Là encore, les artistes peuvent minimiser leur impact environnemental. « C’est une réflexion qui incombe à chacun·e. Ce sont des compromis à faire entre cohérence artistique, ressources financières, et éthique personnelle. Personnellement, j’ai voulu travailler sur un serveur local qui redistribue la chaleur » partage Justine Emard. L’entraînement sur des serveurs locaux est en revanche moins compatible avec des LLM. « Techniquement, c’est possible, mais cela nécessiterait des ordinateurs très puissants, que peu de personnes peuvent s’offrir, pour traiter toutes ces données, sans quoi l’expérience serait dégradée » rappelle Ismaël Joffroy Chandoutis. D’où l’engouement actuel dans le monde de la Tech pour les SLM (Small Language Models). La différence entre un Small Language Model et un Large Language Model réside principalement dans la taille de leur architecture, leurs capacités de calcul et bien sûr, dans la quantité de données d’entraînement. « On s’oriente progressivement vers une cohabitation entre les modèles LLM et SLM. Par exemple, la stratégie d’Apple est de faire tourner leur IA sur les dernières versions des iPhones, donc en mémoire locale et avec peu de watts » ajoute-t-il. 

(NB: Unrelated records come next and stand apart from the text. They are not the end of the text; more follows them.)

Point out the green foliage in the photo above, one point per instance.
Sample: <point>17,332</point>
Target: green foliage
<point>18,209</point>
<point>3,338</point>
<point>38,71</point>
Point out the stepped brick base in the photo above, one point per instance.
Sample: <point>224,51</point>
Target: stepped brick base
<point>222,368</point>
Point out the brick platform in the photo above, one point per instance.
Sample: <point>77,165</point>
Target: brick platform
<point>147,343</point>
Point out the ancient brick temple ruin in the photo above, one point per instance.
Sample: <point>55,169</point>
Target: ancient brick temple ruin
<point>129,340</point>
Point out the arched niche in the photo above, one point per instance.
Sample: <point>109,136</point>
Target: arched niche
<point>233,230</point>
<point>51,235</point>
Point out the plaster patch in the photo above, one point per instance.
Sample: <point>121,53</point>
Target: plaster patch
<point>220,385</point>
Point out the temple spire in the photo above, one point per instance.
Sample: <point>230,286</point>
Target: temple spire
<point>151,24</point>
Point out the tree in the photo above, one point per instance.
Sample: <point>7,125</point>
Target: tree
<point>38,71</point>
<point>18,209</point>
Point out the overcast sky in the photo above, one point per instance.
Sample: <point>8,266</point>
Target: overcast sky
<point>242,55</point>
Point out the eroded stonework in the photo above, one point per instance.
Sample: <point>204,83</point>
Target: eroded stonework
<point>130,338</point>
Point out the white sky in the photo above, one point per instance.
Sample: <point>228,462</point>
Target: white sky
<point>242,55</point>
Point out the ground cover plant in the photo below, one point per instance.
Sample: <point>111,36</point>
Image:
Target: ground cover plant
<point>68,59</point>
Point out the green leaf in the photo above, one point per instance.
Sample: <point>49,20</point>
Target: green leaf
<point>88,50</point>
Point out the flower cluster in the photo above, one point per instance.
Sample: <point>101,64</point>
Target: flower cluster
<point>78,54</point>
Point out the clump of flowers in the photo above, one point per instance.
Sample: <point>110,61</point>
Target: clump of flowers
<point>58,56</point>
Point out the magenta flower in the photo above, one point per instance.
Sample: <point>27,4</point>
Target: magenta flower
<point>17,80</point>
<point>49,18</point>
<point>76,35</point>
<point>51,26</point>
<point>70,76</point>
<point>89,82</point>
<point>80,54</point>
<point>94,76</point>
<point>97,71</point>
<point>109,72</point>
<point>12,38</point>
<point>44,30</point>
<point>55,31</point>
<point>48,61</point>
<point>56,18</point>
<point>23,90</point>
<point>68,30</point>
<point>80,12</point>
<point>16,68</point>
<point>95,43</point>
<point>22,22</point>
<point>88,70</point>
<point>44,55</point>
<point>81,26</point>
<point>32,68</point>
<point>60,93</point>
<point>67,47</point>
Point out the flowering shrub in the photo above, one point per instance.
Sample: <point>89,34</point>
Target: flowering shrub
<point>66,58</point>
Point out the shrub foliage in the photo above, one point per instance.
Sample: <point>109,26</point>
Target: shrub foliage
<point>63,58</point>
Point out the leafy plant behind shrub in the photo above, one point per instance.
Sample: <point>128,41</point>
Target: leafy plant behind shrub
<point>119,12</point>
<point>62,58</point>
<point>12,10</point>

L’entraînement des données peut également être optimisé (finetuning) via la technique des LoRAs (Low Rank Adaptation) qui permet de fine-tuner des modèles de grande taille. Néanmoins, il est bon de se rappeler que les LLM et les générateurs d’images ne sont pas les seuls modèles sur le marché : il existe d’autres modèles moins avancés basés sur le Machine Learning par exemple, et qui peuvent d’autant mieux convenir. Marc Chemillier, directeur d’étude à l’EHESS de Paris, est co-créateur (avec d’autres chercheur·euses de l’IRCAM) de Djazz. “Avec le genre d’IA que nous utilisons, les ressources sont très limitées. Notre modèle n’est pas basé sur le deep learning, c’est un modèle de probabilité de transition. On peut faire des choses impressionnantes avec de faibles quantités de données et peu de matériel. Il suffit d’avoir un micro et un ordinateur. Ensuite le logiciel  capte un flux musical et apprend à jouer comme lui. C’est un modèle agnostique donc il n’y a pas de signature rythmique particulière, juste une battue régulière qui organise les données. Les connaissances musicales sont dans le flux qu’on capte, puis l’IA crée une improvisation.” 

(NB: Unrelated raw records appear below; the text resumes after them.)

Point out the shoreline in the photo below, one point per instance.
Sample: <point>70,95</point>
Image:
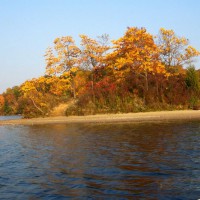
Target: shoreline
<point>158,116</point>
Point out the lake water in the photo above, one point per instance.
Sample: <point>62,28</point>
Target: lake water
<point>100,161</point>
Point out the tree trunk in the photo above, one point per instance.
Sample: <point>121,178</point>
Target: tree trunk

Les données soumises au droit d’auteur 

Enfin, la provenance des données a fait l’objet de vifs échanges sur la question du droit d’auteur. Michal Seta, creative technologist au Lab148 à Montréal, résume le débat : “Il y a plusieurs éléments à analyser : les droits du modèle (lire l’article publié sur HACNUMedia) mais aussi les droits sur les données qui servent à entraîner l’IA et la protection d’une production d’une œuvre générée par l’IA. La question est de savoir d’où viennent les données d’entraînement. Des modèles comme ChatGPT sont entraînés à partir de médias en ligne, de Wikipédia, des contenus publiés sur les réseaux sociaux. Ces grandes entreprises sont complètement opaque sur leur dataset.” De la même manière “Les données envoyées dans ChatGPT sont utilisées pour entraîner OpenAI. Il y a à la fois un problème de confidentialité mais aussi de consentement”. Récemment un article publié dans HACNUMedia, posait la question en ces termes “Les artistes dont le travail a nourri une IA peuvent-ils·elles être considéré·es comme co-auteur·rices ?” Si la récente publication de l’AI ACT tente d’apporter des réponses notamment avec l’obligation pour ces IA génératives de publier un résumé détaillé des sources utilisées pour l’entraînement, il existe peu de marge de manœuvre. Les Watermarks anti IA (information subtilement intégrée dans une image, un texte ou une vidéo et utilisée pour protéger les créations contre l’utilisation non autorisée) ou d’autres projets comme le site HaveIBeenTrained permettant aux artistes de faire retirer leurs images des database de LLM comme Stable Diffusion, sont intéressantes mais ont finalement peu impact. Dans ce jeu du chat et la souris, les artistes font finalement face à une réalité imparable : la data est bel et bien l’or noir du 21e siècle.